Consider equation $(1')$, except we require only that $x_i\geqslant 0$. The number of solutions is given by stars and bars and equals $\binom{s-k-1}{k-1}$. Now, let $A_i$ be the set of solutions to $(1')$ in which $x_i'>n-2$. Then, by inclusion-exclusion:
$$\bigcup_{i=1}^k |A_i| = \sum_{\emptyset \neq J \subset\{1,\dots,k\}} (-1)^{|J|+1}\left|\bigcap_{j\in J}A_j\right|.$$
By symmetry, $\left|\bigcap_{j\in J}A_j\right|$ depends only on $|J|$, and hence we may simplify the calculation above to
$$\bigcup_{i=1}^k |A_i| = \sum_{j=1}^k (-1)^{j+1}\binom kj \alpha_j,$$
where $\alpha_j$ is the size of any intersection $\left|\bigcap_{j\in J}A_j\right|$ with $|J| = j$. In the spirit of the linked answer, we substitute $x_i' \mapsto y_i + n - 1$ for each $i=1,\dots,j$ and consider hence
$$y_1+y_2+\dots+y_j + x_{j+1}'+\dots+x_k' = s - 2k - (n-1)j.$$
By stars and bars, the number of solutions to this is
$$\alpha_j = \binom{s-k-(n-1)j-1}{k-1}.$$
Of course, for many values of $n$ and $j$, this will simply be $0$ as the numerator will be $<k-1$. It follows that
$$\begin{align} C(s) &= \binom{s-k-1}{k-1} - \sum_{j=1}^k (-1)^{j+1}\binom kj \binom{s-k-(n-1)j-1}{k-1} \\&= \sum_{j=0}^k (-1)^{j}\binom kj \binom{s-k-(n-1)j-1}{k-1} \end{align}.$$
The only thing that's left is $C(1)$, but that's the easy part.

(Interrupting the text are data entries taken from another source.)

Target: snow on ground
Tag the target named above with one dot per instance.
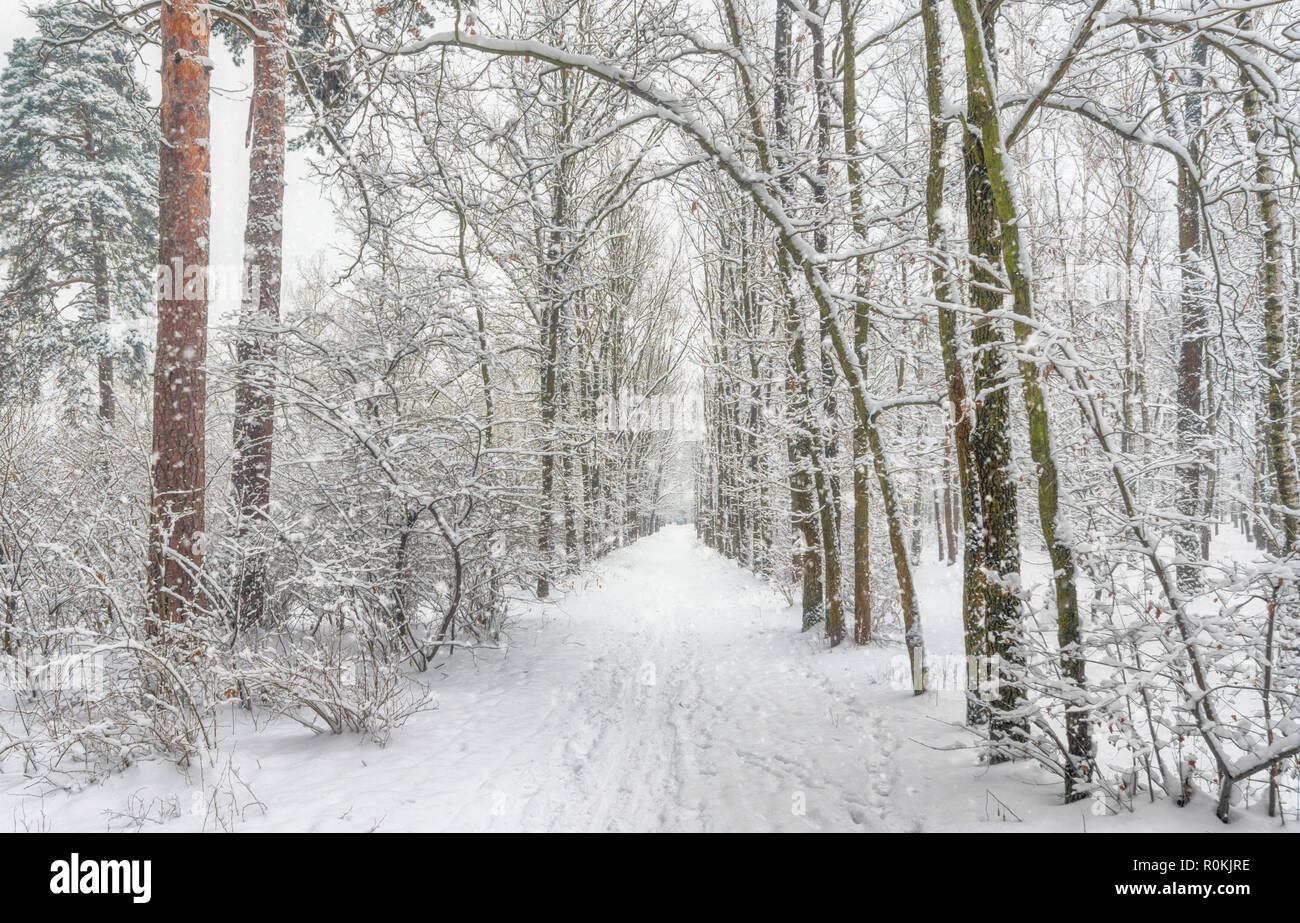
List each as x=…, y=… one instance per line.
x=668, y=690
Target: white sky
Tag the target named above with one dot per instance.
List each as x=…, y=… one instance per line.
x=310, y=224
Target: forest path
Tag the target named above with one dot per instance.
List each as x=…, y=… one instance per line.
x=667, y=689
x=694, y=703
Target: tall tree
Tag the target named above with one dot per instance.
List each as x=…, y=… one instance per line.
x=78, y=165
x=255, y=375
x=178, y=473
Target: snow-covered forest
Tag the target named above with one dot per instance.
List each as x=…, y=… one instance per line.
x=707, y=415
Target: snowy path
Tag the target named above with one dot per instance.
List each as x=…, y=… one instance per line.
x=667, y=690
x=690, y=707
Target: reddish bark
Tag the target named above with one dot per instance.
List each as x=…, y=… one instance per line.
x=255, y=394
x=176, y=512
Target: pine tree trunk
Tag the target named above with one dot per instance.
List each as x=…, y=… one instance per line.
x=255, y=382
x=180, y=388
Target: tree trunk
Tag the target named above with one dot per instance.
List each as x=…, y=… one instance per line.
x=1015, y=261
x=995, y=528
x=180, y=386
x=255, y=375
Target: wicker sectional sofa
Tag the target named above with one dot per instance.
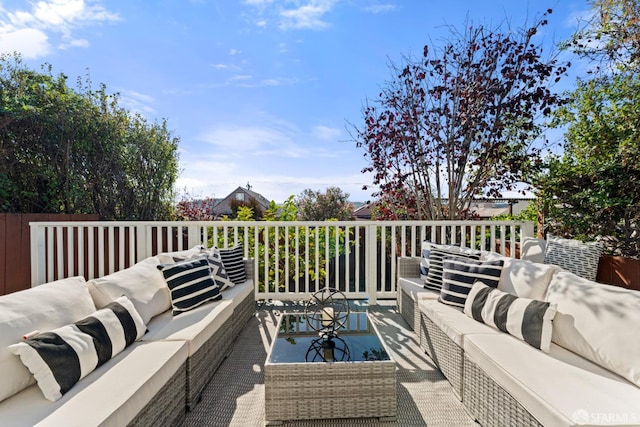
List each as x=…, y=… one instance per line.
x=152, y=382
x=590, y=376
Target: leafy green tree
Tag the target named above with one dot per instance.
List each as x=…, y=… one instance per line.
x=593, y=190
x=318, y=206
x=612, y=34
x=289, y=258
x=459, y=122
x=76, y=151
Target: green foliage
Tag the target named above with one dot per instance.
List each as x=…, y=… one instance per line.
x=318, y=206
x=76, y=151
x=593, y=189
x=252, y=204
x=611, y=37
x=287, y=259
x=463, y=120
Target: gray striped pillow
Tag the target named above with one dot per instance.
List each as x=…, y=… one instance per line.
x=60, y=358
x=527, y=319
x=436, y=260
x=459, y=274
x=573, y=255
x=233, y=263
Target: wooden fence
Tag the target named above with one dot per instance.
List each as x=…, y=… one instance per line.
x=15, y=247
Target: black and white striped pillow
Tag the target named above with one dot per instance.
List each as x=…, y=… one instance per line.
x=527, y=319
x=436, y=261
x=60, y=358
x=218, y=272
x=190, y=284
x=459, y=274
x=233, y=263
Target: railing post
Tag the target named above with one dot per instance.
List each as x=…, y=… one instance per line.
x=38, y=262
x=141, y=241
x=194, y=236
x=526, y=230
x=371, y=280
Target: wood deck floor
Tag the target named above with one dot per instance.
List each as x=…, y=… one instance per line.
x=235, y=395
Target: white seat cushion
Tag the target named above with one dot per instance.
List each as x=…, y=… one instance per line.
x=195, y=326
x=414, y=287
x=599, y=322
x=42, y=309
x=558, y=388
x=452, y=321
x=112, y=395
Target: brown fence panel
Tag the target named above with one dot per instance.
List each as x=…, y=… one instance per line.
x=619, y=271
x=15, y=247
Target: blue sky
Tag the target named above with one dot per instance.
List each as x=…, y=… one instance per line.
x=258, y=91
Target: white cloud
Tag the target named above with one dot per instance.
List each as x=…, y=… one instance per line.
x=380, y=7
x=309, y=16
x=74, y=43
x=241, y=77
x=326, y=133
x=137, y=102
x=31, y=43
x=29, y=31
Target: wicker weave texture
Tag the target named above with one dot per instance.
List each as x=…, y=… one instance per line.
x=167, y=407
x=297, y=391
x=489, y=403
x=204, y=362
x=409, y=267
x=445, y=353
x=410, y=310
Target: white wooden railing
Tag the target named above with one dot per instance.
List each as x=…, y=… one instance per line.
x=291, y=259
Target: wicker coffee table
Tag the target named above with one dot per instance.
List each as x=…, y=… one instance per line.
x=308, y=376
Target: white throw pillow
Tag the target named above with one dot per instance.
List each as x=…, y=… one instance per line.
x=533, y=249
x=526, y=279
x=143, y=283
x=42, y=308
x=598, y=322
x=63, y=356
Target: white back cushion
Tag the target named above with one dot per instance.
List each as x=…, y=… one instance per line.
x=143, y=283
x=599, y=322
x=42, y=308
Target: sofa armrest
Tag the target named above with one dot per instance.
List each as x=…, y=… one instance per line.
x=408, y=266
x=249, y=268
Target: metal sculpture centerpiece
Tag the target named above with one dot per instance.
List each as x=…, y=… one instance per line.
x=326, y=312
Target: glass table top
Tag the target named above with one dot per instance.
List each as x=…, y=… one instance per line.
x=297, y=342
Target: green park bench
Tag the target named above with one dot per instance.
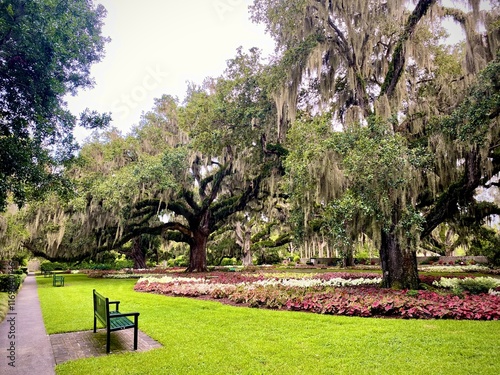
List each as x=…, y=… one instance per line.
x=57, y=280
x=113, y=320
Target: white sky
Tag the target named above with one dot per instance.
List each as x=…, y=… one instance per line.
x=157, y=46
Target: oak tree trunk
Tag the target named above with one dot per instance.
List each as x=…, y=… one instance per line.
x=198, y=252
x=138, y=256
x=399, y=265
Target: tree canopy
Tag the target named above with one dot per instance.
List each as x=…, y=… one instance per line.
x=366, y=123
x=402, y=127
x=46, y=48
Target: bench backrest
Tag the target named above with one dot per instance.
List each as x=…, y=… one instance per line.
x=101, y=307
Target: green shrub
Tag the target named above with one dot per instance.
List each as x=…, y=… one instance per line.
x=478, y=285
x=180, y=261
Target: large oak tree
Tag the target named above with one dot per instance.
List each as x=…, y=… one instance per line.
x=46, y=51
x=419, y=125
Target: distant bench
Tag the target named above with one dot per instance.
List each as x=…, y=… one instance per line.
x=113, y=320
x=57, y=280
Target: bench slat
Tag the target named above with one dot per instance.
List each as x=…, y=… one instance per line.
x=120, y=323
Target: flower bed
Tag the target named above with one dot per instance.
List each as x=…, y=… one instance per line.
x=329, y=293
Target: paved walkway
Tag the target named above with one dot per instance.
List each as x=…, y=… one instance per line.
x=23, y=337
x=26, y=348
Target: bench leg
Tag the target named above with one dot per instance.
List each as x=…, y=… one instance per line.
x=135, y=337
x=108, y=341
x=136, y=324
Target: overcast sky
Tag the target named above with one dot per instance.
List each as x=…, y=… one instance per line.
x=157, y=46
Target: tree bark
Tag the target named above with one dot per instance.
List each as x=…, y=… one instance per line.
x=138, y=255
x=399, y=265
x=244, y=240
x=198, y=251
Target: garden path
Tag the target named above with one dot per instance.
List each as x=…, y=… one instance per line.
x=24, y=343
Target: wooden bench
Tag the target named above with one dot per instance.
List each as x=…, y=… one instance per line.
x=113, y=319
x=57, y=280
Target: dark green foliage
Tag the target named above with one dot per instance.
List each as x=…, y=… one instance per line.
x=10, y=283
x=47, y=49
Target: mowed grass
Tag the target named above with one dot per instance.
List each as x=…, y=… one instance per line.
x=203, y=337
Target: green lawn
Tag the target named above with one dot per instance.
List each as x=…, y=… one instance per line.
x=201, y=337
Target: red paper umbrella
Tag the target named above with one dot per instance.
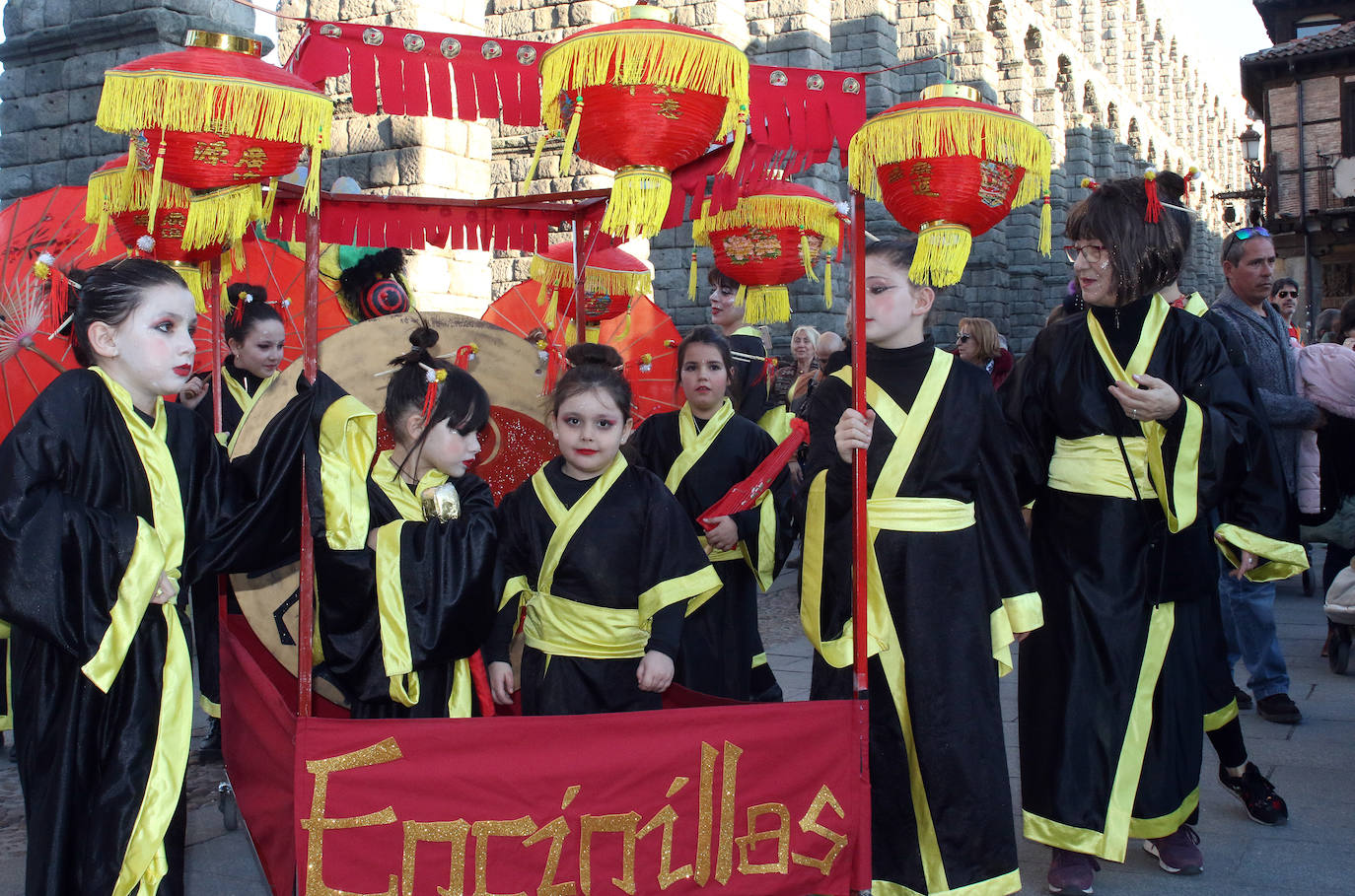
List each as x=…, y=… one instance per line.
x=644, y=97
x=214, y=116
x=949, y=167
x=612, y=279
x=649, y=349
x=772, y=236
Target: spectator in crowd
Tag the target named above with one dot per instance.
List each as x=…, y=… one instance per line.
x=1285, y=300
x=978, y=343
x=1248, y=260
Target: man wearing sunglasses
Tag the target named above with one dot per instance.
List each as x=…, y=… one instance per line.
x=1285, y=300
x=1248, y=608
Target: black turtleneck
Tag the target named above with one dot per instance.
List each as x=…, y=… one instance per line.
x=1122, y=323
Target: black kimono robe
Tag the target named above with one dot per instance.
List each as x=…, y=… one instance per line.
x=607, y=569
x=949, y=584
x=721, y=649
x=95, y=504
x=1109, y=692
x=240, y=391
x=397, y=623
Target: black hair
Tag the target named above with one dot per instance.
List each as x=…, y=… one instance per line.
x=706, y=334
x=720, y=279
x=1171, y=189
x=252, y=311
x=461, y=399
x=108, y=294
x=1283, y=282
x=1145, y=256
x=1347, y=318
x=591, y=367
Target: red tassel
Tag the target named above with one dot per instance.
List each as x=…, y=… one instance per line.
x=1155, y=206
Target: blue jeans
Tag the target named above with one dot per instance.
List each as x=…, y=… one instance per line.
x=1248, y=609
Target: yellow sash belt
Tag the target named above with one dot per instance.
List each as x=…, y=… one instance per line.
x=562, y=627
x=1094, y=466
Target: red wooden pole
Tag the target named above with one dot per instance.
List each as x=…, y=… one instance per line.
x=859, y=533
x=311, y=358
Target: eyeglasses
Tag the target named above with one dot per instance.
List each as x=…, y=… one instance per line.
x=1094, y=252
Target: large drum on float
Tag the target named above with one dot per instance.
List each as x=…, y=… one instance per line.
x=514, y=445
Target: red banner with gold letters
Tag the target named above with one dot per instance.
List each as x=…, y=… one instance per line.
x=755, y=800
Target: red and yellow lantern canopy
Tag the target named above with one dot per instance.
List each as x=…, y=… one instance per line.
x=220, y=120
x=160, y=239
x=642, y=97
x=612, y=279
x=949, y=168
x=771, y=237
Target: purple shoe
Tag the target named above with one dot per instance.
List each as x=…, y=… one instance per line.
x=1177, y=853
x=1072, y=873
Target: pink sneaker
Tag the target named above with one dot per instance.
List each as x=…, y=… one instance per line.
x=1177, y=853
x=1072, y=873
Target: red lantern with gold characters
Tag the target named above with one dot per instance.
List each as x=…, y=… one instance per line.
x=612, y=279
x=949, y=168
x=218, y=119
x=642, y=97
x=771, y=237
x=162, y=240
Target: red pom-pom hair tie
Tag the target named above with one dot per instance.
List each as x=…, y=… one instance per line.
x=432, y=377
x=1155, y=206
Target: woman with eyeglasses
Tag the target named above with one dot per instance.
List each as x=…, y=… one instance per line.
x=977, y=343
x=1285, y=300
x=1130, y=420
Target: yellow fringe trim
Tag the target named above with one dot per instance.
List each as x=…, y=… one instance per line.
x=814, y=216
x=221, y=216
x=942, y=252
x=767, y=305
x=927, y=133
x=111, y=192
x=645, y=55
x=1046, y=228
x=561, y=274
x=156, y=183
x=638, y=202
x=174, y=101
x=535, y=162
x=567, y=155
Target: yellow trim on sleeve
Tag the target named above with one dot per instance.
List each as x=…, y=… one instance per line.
x=695, y=587
x=1025, y=610
x=1220, y=718
x=209, y=707
x=134, y=591
x=395, y=655
x=347, y=443
x=1282, y=558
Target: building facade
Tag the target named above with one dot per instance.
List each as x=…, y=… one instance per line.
x=1304, y=88
x=1107, y=80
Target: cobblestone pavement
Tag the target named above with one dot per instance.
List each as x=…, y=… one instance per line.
x=1308, y=762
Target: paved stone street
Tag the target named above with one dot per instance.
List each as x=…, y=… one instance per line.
x=1311, y=764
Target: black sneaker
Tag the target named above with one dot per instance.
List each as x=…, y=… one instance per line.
x=1278, y=708
x=1256, y=793
x=210, y=747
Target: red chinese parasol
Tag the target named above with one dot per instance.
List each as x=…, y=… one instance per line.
x=649, y=349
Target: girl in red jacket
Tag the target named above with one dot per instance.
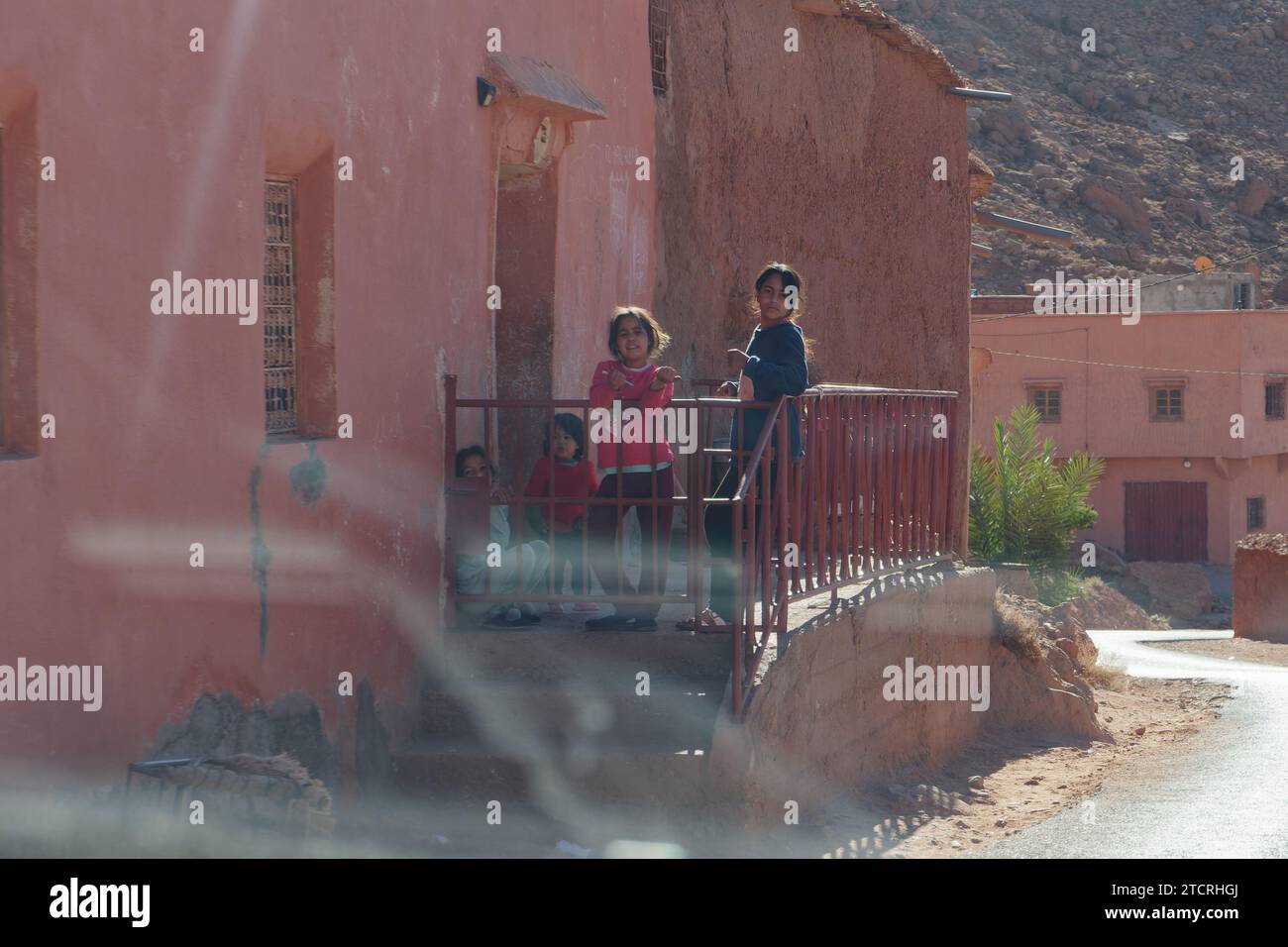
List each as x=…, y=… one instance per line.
x=634, y=341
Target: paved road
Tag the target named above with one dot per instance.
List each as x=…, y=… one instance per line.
x=1223, y=792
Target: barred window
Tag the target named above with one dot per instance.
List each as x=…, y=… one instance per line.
x=1256, y=513
x=658, y=27
x=1166, y=403
x=279, y=305
x=1047, y=402
x=1276, y=399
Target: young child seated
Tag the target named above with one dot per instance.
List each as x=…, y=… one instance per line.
x=472, y=569
x=563, y=472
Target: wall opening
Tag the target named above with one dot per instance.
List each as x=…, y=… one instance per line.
x=299, y=298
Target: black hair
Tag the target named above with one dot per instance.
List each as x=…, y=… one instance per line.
x=790, y=278
x=572, y=425
x=472, y=451
x=657, y=339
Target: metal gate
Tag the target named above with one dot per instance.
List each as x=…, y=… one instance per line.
x=1166, y=521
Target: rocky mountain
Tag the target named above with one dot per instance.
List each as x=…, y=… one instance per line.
x=1127, y=134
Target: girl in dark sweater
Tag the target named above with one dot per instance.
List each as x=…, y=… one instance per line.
x=773, y=364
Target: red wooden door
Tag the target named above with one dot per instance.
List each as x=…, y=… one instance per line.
x=1166, y=521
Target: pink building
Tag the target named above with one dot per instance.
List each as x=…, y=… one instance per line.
x=1188, y=408
x=140, y=140
x=243, y=247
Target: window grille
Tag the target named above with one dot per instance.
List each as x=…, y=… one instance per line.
x=1276, y=399
x=1047, y=402
x=658, y=29
x=1166, y=405
x=279, y=305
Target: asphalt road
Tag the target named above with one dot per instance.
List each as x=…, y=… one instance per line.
x=1223, y=792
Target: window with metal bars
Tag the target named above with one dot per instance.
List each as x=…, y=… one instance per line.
x=279, y=381
x=658, y=27
x=1047, y=402
x=1276, y=399
x=1256, y=513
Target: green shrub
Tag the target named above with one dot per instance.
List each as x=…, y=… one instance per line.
x=1024, y=506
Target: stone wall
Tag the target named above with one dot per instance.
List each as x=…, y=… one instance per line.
x=1261, y=587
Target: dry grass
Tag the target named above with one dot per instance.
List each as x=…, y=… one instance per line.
x=1108, y=678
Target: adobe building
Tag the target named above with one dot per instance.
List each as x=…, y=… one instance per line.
x=1260, y=586
x=824, y=158
x=222, y=157
x=1188, y=410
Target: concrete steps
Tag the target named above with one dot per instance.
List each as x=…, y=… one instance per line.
x=554, y=720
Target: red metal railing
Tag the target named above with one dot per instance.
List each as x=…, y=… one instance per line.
x=871, y=496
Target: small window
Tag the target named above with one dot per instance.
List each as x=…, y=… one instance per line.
x=1276, y=399
x=658, y=27
x=279, y=307
x=1256, y=513
x=1241, y=295
x=1164, y=403
x=1047, y=402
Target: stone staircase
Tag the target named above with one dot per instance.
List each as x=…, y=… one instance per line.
x=552, y=724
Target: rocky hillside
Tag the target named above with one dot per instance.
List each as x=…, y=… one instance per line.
x=1128, y=146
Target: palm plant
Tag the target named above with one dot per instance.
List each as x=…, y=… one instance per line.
x=1024, y=506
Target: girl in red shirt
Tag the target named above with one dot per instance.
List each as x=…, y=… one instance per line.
x=563, y=472
x=634, y=341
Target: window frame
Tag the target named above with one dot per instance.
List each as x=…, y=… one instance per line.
x=1261, y=510
x=1155, y=385
x=1282, y=385
x=294, y=432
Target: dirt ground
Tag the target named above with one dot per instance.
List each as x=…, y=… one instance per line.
x=1019, y=784
x=1233, y=650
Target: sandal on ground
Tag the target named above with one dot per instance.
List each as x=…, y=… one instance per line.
x=707, y=622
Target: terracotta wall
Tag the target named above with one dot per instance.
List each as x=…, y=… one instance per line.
x=822, y=158
x=320, y=557
x=1261, y=592
x=1106, y=408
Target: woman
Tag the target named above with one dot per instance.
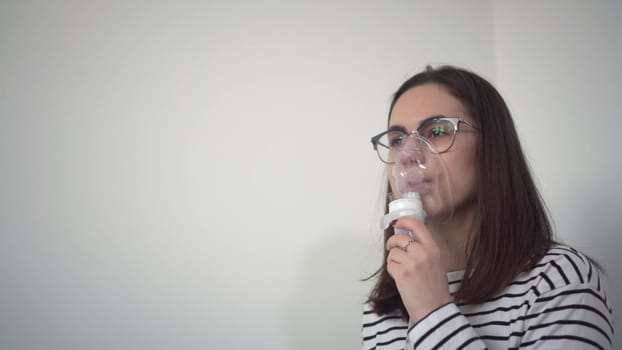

The total number of dice roll configurations is $n^k$, and and the number of dice roll configurations that have no $1$s is $(n-1)^k$. It follows that
$$C(1) = n^k - {(n-1)}^k$$
Here's some Python code to validate the counts.
The sanity check against $k=2$ and $n=3$ works out and outputs:
Other tests of mine have always had the counts add up to $n^k$, so I'm fairly confident at this point.
They also point in the direction that the counts for $s>1$ have an increasing and then decreasing pattern of repetitions (like, say, the binomial coefficients). Indeed, to each solution of $(1)$ we can associate a unique dual solution of
$$X_1 + X_2 +\dots + X_k = (n+2)k - s$$
via the transformation $X_i = (n+2) - x_i$, so the counts must be the same. This means we can restrict the calculations to the range
$$2k \leqslant s \leqslant \left\lfloor\frac{(n+2)k}2\right\rfloor,$$
and counts for higher values of $s$ can be obtained from these via the dual association.